General map design tipsEdit
Map making is tedious and boring so don't expect to knock out a map in an hour. Work on a map a few times a week with the ultimate goal of having a completed map ready after 15 days.
- Is there enough room for building expansion at each of the starting locations?
- The ultra AI typically constructs at least 12 buildings around the starting point which may lead to unit movement congestion.
- Resource node location placement?
- Ensure AI units do not become stuck between buildings and nodes while harvesting in large groups.
- Placing blocking objects next to resources nodes may lead to unit stacking
- AI Pathfinding on long routes?
- Can the AI find the hostile base or group of hostiles? or does it get stuck on a path in a forest or around a lake or river?
- Is the pathing at least 3 tiles (cells) wide at chokepoints?
- Entry and exit trails and roads near the player starting points tend to be narrow to accommodate defensive oriented gamers.
- Trails and roads?
- Do roads and trails follow the natural geography of the map?
- Do trails lead to resources or connect to other trails and roads? Please, no dead-end roads and trails.
- Swamps and flooded regions
- Proper height settings will trigger water splash animations and particles. This effect is quite pleasing, use it wisely.
- Roads should be a couple units lower than the rest of the map, and only two units above the water, so that the river heights will look natural at road/water crossing points.
- Maps with little change in elevation are uninteresting and require increased object placement to balance the flat, visually unappealing, terrain.
- Game world visual appeal?
- No one enjoys running around in a barren game world - place lots of objects on the map
- Fifteen statues or nine stones in one location makes no sense and looks bad.

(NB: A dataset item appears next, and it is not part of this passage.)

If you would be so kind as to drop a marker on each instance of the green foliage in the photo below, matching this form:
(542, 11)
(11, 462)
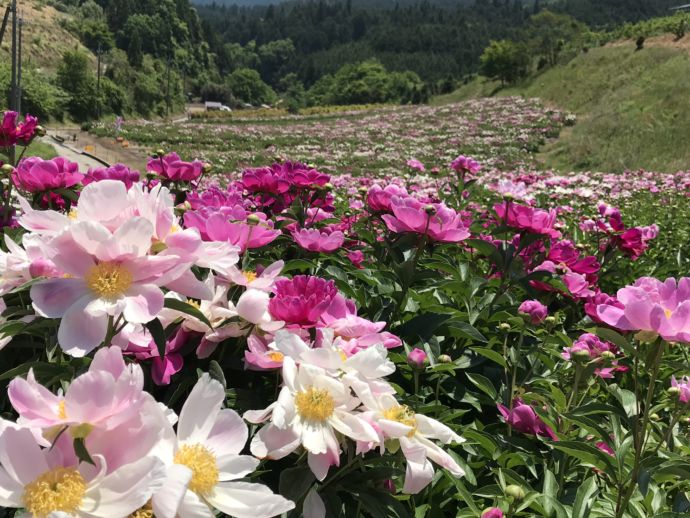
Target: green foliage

- Does the map look good at various locations and from different viewing perspectives?
- Do placed objects enhance the organic feel of the map?
- Do the hills, valley's, mountains appear natural?
- Do Lakes connect with rivers?
- Apply dirt or sand around bodies of water
- Roads look better if they are trimmed/bordered by dirt or sand shoulders.
Image reference (incomplete)Edit
map editor basic elements
game view of the map editor basic elements
Design tricks and glest AI pathfinder limitations (incomplete)Edit
visual enhancements while conforming to the AI pathfinder rules
- Draw diagonal perimeter lines on a map using the pink colored invisible walkable(false)-- blocking object 10-C5
- Create the map world within the predefined perimeter boundaries.
- Now place objects outside the perimeter of the ground unit (walkable) playfield - ground units cannot travel in these areas. This technique enhances the visual appearance of the game world.
- Yellow highlighted areas are the walkable(false) portion of the map.note the pink blocking C5 pixel perimeter surrounding the walkable(false) map area
- Blue lines are the original parameter requirements.
- Red square is where the AI unit pathfinder fails. The map breaks the perimeter rule.
- Red lines indicate the path on which the AI wants to travel - but cannot - due to performance failures with the Glest AI pathfinder coding.
Game view of the map editor image seen above walkable(false)-- blocking object portion of the map.